O ideal seria ter um transporte próprio aqui na Mongólia. Alugar um jipe e respectivo condutor, é muito dispendioso especialmente para um viajante sozinho. Um cavalo é o meio de transporte tradicional da Mongólia, e muitas vezes ainda o mais eficiente nas montanhas e rios das Estepes. Muitos compram um cavalo para fazer a travessia mas eu não tenho nenhuma experiência de cavaleiro e seria uma tentativa desastrosa. Uma bicicleta não seria uma opção má de todo mas muito limitada perante os 1600Km que me separavam da capital e os difíceis caminhos de terra pelas montanhas. Com uma mota já conseguia ter uma boa autonomia e é um meio de transporte que tem substituído aos poucos os tradicionais cavalos aqui na Mongólia. Há alguns anos que uns modelos Russos dominam as duras condições dos caminhos e estradas da Mongólia. Embora recentemente se encontre também muitos modelos chineses que apesar de terem bom aspecto, fazem torcer os narizes dos Mongóis quando questionados sobre a sua qualidade. Os preços são atractivos e comprar uma mota é tão simples como ir ao mercado e pagar. No final na capital também não seria difícil vender. Apesar de não ter quase nenhuma experiência com motas, a ideia foi-me entusiasmando cada vez mais ao ponto de estar prestes a fechar negocio com um vendedor. Mas ponderando um pouco melhor e prestando bem atenção a todos os sinais, tornou-se óbvio para mim que não estava a fazer um bom negocio e que nunca conseguiria um em tempo útil. O mais certo seria gastar uma boa quantia numa mota que não chegaria ao fim da viagem. Para a ideia funcionar, teria que ser entendido em motas, na língua e costumes locais.

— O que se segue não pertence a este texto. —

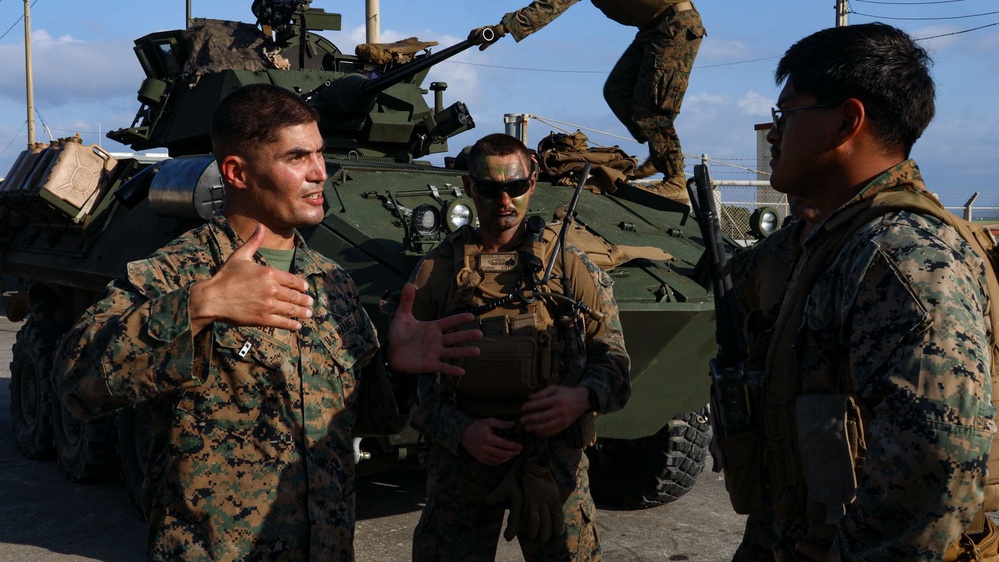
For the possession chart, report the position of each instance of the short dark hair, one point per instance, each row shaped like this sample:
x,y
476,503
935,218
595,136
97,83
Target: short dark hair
x,y
496,144
875,63
254,114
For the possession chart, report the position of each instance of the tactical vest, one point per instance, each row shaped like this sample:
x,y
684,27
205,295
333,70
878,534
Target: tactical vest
x,y
522,348
637,13
797,414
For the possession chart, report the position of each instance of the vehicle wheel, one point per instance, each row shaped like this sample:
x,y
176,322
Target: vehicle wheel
x,y
31,387
135,432
651,471
86,449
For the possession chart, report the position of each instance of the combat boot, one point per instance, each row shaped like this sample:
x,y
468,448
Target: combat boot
x,y
645,170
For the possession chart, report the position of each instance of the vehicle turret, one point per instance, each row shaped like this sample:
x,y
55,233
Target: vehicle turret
x,y
367,110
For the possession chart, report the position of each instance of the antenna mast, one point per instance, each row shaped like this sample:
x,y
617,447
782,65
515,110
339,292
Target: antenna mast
x,y
28,81
842,9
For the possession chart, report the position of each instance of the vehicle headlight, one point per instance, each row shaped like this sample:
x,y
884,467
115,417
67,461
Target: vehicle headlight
x,y
459,213
426,220
763,222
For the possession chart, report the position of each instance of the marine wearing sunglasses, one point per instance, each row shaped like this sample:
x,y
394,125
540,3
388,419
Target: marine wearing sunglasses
x,y
491,189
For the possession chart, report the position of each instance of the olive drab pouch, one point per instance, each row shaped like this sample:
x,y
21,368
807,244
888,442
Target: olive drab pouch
x,y
510,366
830,438
978,547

Mesmo perante todas as dificuldades não desisti de continuar a explorar a região enquanto regressava à capital por caminhos menos comuns. Fui para a estrada e com três boleias diferentes, consegui chegar à vila de Tsagaanuur, próxima da fronteira com a Rússia e totalmente povoada por Cazaques. Na última boleia fui o nono passageiro num carro de cinco. À chegada os outros passageiros foram bem recebidos na casa dos seus familiares e eu ainda todo torcido fui convidado a entrar e comer com eles. Tinha assim encontrado o meu abrigo para a noite. Apesar de todo o entusiasmo presente dentro daquela tenda, a comunicação era quase impossível. Passado algum tempo surge uma nova convidada, uma jovem professora com o seu bebé ao colo, a única pessoa da vila que falava Inglês. Agora com tradução, expliquei as minhas intenções em prosseguir viagem. Após muita discussão entre eles, a professora perguntou-me se eu sabia andar de cavalo. É que podiam-me levar de mota até um certo ponto mas depois havia um grande rio que só seria atravessado de cavalo. Foi nessa altura que decidi voltar para trás e regressar à capital.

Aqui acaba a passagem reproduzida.